Le caractère éphémère de l’avantage concurrentiel (incertitude de l’environnement, intensité de la concurrence, rythme des innovations technologiques, etc.) conduit les entreprises à rechercher en permanence des innovations afin de recréer de nouveaux avantages compétitifs.
À savoir
Un DAS (ou segment stratégique) est constitué d’un ensemble homogène de biens et/ou services proposés par l’entreprise, destinés à un marché spécifique ayant des concurrents déterminés et pour lequel il est possible de formuler une stratégie spécifique.
En pratique, il appartient à l’entreprise de définir des critères de segmentation permettant un découpage des activités. Cette opération de découpage est très importante car elle conditionne les orientations stratégiques futures.

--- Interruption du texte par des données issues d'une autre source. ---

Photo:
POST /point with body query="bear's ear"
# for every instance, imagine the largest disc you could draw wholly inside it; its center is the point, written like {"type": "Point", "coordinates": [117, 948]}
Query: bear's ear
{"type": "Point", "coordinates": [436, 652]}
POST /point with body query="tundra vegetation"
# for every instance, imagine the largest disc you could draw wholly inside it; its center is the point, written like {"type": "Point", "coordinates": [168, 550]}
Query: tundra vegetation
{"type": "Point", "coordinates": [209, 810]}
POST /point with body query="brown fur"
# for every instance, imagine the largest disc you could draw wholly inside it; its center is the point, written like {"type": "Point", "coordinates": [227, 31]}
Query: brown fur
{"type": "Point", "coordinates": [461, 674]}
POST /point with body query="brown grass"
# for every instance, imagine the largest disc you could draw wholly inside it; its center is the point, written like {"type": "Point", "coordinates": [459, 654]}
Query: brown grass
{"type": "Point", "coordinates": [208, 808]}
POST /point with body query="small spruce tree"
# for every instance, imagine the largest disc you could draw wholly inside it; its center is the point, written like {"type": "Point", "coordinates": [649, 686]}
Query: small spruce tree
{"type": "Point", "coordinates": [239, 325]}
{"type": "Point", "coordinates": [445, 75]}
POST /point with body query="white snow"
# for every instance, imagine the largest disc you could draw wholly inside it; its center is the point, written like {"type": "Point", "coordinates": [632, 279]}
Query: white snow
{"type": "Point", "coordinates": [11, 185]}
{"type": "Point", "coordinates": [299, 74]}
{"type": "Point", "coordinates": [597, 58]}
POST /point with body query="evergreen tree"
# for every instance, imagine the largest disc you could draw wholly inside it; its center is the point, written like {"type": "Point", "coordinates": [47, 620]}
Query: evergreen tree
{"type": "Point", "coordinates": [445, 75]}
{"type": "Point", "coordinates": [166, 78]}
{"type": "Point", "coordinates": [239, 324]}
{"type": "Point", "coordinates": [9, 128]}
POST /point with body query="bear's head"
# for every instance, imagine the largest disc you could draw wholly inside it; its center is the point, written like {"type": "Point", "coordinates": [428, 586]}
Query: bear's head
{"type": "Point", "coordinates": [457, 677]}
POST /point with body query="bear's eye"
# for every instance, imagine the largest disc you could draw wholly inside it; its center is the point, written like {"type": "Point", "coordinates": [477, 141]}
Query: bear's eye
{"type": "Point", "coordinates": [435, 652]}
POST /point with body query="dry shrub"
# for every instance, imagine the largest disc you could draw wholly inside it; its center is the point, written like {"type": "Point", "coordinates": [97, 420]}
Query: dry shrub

II. Les stratégies globales
Au niveau global, une entreprise peut arbitrer entre une stratégie de spécialisation ou une stratégie de diversification.
1) La stratégie de spécialistion
La spécialisation est la stratégie par laquelle une organisation limite son activité à un domaine spécifique, souvent fondé sur une compétence ou une technologie unique, pour développer un avantage concurrentiel.
Une entreprise suivant une telle stratégie peut en attendre 4 avantages : réalisation d’économies d’échelle ; création d’effet d’expérience et de synergies ; obtention de la taille critique (ou nécessaire) dans la spécialité concernée ; consolidation de l’image.
La réussite d’une stratégie de spécialisation dépend de plusieurs conditions :
- le domaine d’activité doit être en phase de croissance ;
- les compétences et technologies mises en œuvre doivent être parfaitement dominées et actualisées.
De plus, l’entreprise reste vulnérable aux aléas conjoncturels et aux ruptures technologiques.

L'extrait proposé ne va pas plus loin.